Тумаки и удары получали все без исключения! Каждый рабочий говорил:

– Я ничего не сделал?

На что Иннокентий отвечал:

– Ты все еще блеешь овца! За работу!

И тут получил удар по черепу плеткой! Вскоре их тела покрылись синяками, ссадинами. Но они молчали и тихо ложились на свои сеновалы и жутко страдали. Тело каждого ныло словно их жгли каленым железом. Но это было не самое худшее, что происходило в губернии. Скот и вся еда приобрела отвратительный привкус гнили. И на Баракова начали бросаться другие буржуи. И собаки тоже словно дикие стали бродить по улицам, постоянно скаля зубы.

Ване было также плохо. Винчестер насмехался над ним и говорил:

– Слезники, май деа, должны ползать в угоду старшим бразэр!

Теперь даже присутствие Марьяны не помогало. К вечеру третьего дня золотые волосы и его лицо покрылись кусками грязи и следами от сапог Иннокентия.

А Хлевадий как раз третьим вечером обсуждал с одним из гостей необычное происшествие.

– Говорю, – рассказывал гость. – Собаки словно с цепи сорвались! Сегодня двоих моих детей покусали!

– Да я в курсе, – машинально ответил Хлевадий.

– С тех пор как твой старый друг объявился всякая жуть начала твориться! Коровы не дают молока, курицы яйца не несут!

– Винчестер тут не при чем, Леонид Гаврилович! – внезапно вспылил Бараков. – Это все этот отброс! Он убил Григория! Раскромсал его тело, а части тела выбросил как мусор!

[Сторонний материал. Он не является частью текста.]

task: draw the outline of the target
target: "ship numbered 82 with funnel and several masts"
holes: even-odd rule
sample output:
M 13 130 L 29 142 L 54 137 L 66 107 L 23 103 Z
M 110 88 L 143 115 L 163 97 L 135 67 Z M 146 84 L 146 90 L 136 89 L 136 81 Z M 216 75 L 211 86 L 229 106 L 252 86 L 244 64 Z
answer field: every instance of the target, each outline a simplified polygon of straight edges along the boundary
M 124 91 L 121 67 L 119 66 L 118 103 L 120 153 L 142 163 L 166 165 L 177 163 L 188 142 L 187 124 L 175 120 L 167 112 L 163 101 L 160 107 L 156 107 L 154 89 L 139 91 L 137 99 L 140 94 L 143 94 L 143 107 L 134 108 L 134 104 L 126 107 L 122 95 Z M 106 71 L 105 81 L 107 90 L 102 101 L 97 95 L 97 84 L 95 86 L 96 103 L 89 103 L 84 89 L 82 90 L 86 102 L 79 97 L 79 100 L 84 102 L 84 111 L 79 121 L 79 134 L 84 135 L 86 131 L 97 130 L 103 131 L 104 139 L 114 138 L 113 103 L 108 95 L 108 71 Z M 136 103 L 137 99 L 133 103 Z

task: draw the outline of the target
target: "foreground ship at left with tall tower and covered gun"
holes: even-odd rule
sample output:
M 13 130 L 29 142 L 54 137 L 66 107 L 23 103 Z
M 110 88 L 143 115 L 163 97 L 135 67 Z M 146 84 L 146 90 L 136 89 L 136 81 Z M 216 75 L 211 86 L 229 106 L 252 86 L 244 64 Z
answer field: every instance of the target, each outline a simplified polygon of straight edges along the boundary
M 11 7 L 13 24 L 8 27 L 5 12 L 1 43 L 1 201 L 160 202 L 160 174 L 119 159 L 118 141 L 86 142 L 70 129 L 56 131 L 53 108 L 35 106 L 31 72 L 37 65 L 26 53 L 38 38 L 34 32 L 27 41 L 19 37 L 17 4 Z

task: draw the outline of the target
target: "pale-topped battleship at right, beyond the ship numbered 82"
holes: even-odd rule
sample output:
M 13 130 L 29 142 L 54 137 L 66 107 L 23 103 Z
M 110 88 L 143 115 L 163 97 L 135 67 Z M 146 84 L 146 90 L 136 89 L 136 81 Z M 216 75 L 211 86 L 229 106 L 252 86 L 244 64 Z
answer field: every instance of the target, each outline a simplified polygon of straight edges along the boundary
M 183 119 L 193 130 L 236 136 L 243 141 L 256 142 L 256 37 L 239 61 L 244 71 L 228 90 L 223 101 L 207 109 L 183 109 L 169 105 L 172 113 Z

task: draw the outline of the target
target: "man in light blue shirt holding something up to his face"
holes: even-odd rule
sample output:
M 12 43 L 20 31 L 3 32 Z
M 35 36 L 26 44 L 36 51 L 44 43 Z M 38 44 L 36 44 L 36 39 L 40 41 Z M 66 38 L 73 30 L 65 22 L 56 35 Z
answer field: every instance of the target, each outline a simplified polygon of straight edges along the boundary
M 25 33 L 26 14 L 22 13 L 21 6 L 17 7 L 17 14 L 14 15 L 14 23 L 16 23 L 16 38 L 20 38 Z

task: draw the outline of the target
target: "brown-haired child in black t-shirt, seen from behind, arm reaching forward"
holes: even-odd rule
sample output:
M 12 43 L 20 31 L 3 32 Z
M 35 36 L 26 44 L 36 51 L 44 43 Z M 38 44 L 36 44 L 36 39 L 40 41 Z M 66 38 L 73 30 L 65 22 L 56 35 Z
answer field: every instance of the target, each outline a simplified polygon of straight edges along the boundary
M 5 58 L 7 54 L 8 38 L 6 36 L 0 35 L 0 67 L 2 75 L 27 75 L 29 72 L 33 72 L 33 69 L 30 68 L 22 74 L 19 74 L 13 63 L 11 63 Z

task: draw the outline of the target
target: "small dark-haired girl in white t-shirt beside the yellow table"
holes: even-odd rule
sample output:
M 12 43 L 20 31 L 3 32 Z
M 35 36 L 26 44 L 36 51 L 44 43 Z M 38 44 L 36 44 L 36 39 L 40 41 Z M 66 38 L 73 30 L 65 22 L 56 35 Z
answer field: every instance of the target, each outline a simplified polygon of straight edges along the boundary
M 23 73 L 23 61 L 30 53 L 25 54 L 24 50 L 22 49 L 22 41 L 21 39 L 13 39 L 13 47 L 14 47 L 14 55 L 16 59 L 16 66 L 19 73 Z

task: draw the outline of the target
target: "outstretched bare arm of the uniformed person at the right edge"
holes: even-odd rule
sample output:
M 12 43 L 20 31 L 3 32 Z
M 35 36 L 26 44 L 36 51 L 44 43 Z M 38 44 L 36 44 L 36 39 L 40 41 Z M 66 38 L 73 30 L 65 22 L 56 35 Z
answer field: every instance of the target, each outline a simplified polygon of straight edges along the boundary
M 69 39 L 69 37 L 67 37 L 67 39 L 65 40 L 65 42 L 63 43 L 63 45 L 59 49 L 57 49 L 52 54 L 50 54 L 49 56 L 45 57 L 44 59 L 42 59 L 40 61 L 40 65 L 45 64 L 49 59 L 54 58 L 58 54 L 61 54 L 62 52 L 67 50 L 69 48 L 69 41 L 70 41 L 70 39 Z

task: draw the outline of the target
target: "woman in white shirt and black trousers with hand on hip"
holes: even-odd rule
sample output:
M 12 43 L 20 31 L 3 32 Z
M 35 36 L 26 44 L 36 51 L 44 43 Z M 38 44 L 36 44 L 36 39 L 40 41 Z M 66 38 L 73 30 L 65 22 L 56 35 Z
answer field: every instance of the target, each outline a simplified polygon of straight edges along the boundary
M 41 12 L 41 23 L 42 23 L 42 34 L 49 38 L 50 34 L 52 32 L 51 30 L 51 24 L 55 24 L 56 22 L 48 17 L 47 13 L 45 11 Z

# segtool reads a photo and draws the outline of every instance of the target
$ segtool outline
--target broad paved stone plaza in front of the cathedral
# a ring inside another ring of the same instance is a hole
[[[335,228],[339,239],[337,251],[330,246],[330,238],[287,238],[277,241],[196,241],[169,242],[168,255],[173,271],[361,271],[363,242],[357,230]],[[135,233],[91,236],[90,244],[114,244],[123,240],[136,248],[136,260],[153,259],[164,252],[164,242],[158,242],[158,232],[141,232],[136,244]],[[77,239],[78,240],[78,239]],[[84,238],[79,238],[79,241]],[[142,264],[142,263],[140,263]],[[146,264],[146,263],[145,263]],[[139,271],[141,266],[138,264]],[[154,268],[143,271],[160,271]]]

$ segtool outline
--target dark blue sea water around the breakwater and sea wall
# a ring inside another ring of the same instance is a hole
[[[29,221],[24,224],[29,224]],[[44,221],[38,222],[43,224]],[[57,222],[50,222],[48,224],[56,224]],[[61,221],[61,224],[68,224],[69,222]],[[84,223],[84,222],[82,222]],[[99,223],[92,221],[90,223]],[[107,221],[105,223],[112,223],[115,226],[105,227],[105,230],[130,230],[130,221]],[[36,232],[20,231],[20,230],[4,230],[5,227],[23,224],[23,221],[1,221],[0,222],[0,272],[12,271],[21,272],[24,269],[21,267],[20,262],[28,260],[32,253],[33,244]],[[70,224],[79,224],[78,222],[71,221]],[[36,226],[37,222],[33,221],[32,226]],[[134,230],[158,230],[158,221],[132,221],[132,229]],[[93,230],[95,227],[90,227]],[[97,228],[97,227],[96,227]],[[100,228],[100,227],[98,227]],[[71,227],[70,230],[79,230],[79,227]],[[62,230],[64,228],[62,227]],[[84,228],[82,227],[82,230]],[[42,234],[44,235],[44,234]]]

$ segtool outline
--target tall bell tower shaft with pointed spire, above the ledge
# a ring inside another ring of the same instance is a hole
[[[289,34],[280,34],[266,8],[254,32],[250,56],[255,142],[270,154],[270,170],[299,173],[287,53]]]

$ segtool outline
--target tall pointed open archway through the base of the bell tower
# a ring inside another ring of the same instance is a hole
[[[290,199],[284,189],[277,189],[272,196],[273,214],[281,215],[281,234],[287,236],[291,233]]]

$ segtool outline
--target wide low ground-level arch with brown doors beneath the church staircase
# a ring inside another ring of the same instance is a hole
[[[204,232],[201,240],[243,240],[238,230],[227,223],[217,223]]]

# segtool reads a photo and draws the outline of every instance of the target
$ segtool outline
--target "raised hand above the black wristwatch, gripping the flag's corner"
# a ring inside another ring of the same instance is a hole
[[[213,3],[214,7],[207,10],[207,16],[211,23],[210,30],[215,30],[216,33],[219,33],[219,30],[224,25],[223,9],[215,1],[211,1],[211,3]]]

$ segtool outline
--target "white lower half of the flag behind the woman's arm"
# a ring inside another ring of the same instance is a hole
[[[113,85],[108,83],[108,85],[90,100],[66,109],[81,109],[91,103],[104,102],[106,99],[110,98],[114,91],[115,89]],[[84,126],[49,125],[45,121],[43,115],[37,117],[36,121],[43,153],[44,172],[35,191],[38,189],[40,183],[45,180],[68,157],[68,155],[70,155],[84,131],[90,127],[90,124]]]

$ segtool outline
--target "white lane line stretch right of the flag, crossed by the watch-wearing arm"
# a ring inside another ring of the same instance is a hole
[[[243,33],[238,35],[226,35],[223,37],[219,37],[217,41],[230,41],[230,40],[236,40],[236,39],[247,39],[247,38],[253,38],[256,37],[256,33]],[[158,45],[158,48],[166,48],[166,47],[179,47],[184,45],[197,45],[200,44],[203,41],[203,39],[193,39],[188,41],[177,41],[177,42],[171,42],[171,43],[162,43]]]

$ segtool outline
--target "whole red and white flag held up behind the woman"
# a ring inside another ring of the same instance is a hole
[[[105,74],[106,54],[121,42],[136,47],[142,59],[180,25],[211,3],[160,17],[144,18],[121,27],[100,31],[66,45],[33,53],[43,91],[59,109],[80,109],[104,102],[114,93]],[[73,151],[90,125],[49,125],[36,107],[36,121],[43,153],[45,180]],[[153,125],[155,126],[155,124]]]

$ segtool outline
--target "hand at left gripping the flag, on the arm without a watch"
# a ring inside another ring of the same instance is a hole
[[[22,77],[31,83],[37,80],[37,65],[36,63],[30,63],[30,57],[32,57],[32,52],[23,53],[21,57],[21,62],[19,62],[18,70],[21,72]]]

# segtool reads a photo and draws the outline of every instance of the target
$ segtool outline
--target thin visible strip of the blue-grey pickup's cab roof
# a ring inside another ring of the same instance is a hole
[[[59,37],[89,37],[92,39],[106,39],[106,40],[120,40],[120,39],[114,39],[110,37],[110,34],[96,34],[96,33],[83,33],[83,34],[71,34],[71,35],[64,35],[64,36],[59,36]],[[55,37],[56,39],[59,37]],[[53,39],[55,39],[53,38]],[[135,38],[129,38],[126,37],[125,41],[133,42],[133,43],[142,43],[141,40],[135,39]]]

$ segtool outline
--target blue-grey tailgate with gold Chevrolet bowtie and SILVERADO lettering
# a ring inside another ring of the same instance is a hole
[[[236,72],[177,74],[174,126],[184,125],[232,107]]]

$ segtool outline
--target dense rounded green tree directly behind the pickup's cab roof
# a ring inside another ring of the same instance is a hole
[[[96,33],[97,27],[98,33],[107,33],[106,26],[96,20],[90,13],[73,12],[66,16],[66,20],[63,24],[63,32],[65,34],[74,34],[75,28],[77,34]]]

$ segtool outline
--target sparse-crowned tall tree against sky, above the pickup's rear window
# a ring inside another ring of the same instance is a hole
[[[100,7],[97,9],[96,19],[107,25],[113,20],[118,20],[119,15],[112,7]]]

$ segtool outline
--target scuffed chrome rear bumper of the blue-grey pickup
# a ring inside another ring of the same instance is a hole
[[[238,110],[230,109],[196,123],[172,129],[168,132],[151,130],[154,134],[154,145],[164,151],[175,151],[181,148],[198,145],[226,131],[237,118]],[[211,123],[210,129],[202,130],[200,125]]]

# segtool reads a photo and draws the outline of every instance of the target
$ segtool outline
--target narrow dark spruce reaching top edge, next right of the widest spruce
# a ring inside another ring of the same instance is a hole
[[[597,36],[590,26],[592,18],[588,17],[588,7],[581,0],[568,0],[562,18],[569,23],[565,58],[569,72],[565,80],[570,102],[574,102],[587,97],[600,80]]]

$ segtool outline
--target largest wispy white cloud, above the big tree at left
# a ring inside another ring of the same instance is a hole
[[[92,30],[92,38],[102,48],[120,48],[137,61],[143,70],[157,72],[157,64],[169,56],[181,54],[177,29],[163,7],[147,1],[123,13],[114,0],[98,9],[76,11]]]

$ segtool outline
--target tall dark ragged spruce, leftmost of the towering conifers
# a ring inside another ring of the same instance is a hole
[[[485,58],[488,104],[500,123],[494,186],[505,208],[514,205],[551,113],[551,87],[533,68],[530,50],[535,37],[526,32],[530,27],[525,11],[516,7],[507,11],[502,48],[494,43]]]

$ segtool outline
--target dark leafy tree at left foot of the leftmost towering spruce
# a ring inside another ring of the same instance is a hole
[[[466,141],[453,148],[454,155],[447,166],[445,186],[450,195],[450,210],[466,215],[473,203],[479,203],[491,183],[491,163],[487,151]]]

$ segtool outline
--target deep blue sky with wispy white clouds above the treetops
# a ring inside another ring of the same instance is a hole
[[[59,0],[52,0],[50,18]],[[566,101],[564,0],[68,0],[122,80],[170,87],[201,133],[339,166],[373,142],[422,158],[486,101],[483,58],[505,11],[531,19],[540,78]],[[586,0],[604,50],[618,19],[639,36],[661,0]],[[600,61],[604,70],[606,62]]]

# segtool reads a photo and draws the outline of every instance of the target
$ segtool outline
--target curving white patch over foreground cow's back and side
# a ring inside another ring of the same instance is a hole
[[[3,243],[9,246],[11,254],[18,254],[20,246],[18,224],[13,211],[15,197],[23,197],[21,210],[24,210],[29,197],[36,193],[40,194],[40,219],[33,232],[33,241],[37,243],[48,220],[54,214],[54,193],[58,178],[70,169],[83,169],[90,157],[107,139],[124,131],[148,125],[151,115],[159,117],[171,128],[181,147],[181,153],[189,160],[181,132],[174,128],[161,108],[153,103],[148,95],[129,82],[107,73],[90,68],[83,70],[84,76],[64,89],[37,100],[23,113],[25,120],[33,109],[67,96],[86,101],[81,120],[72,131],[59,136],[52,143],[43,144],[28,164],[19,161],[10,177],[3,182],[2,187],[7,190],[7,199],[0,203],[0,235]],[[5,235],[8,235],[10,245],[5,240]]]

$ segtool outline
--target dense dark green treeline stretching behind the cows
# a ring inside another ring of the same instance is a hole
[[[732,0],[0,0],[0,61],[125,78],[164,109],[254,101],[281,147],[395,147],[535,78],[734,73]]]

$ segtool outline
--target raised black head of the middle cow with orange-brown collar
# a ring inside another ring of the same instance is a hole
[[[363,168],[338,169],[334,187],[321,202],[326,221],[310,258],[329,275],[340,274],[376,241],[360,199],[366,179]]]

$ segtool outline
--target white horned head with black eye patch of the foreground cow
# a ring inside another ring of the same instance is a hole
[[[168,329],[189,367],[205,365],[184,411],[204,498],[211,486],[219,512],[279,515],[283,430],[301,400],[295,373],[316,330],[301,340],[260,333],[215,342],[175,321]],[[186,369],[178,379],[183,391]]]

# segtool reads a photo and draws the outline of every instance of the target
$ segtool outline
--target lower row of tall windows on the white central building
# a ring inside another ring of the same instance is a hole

– Успокойся, друг, – мягко проговорил Гаврилыч. – Давай лучше ответь, когда сыскной приедет из столицы, в помощь нашему комиссару?

– Примерно через две недели, – уже спокойно ответил буржуй.

– Боже, – только это и вырвалось из уст гостя.

Они еще какое-то время попили чай и вот Гаврилыч встал и сдавленно улыбнулся:

– Ладно, приятель, увидимся.

И вышел из белокаменного поместья, а Бараков смотрел ему вслед, и его кустистые брови были сильно нахмурены, а усы дрожат вместе с губами.

Он посмотрел наверх и увидел восходящую луну, а солнце давно зашло за горизонт.

– Тварь поганая, – только это и прошептал буржуй.

И зашел обратно в свой дом.

Тем временем Леонид Гаврилыч, этот худой человек с сильными морщинами и седыми всклокоченными волосами, словно клубок пуха, шагал по снегу и пытался насвистывать мелодию. Несмотря на теплую шубу, он чувствовал, как руки в шерстяных рукавицах вот-вот покроются льдом и инеем. В голове застряла одна картина: разрезанный, нет даже разорванный Григорий, разбросанный по сторонам. Очки Гаврилыча, которые он нацепил на заостренный нос, начали мутнеть от его горячего дыхания.

– Дьявол! – выругался он и остановился рядом с одним из домов бедняков.

Он старательно их протирал и тут!.. Раздалось чье-то тихое едва слышное шипение.

– Что это? – обернулся гость.

Он оглядывал все пространство, освещенное ярким светом лунного диска, но тучи то и дело заслоняли его, и сияние сильно слабело.

А шипение все продолжалось.

Ему казалось, что это собака или лиса. Но почему-то у него возникла мысль о звере куда страшнее мохнатой дворняги и рыжей плутовки, таскающей кур из сарая.

– Собачка иди сюда! У меня есть косточка!

С этими словами он достал револьвер и нацелил его во тьму.

Шипение становилось все громче.

– Что это значит? – еле слышно пробормотал он.

А Гаврилыч начал чувствовать, как это навязчивое шипение начинает проникать в его разум, как оно заполняет все его мысли. Гость уже начал терять слух. Он чувствовал, что этот звук исходит у него из головы.

– Ну, хватит уже! – задержав дыхание взвыл помещик.

Он уже собирался выстрелить, как вдруг, его руку пронзила острая боль: он завизжал как побитый ишак! Медленно, будто невидимым лезвием, ему резали сухожилия, все громче был слышен хруст костей. Ноги моментально искривились словно сучья.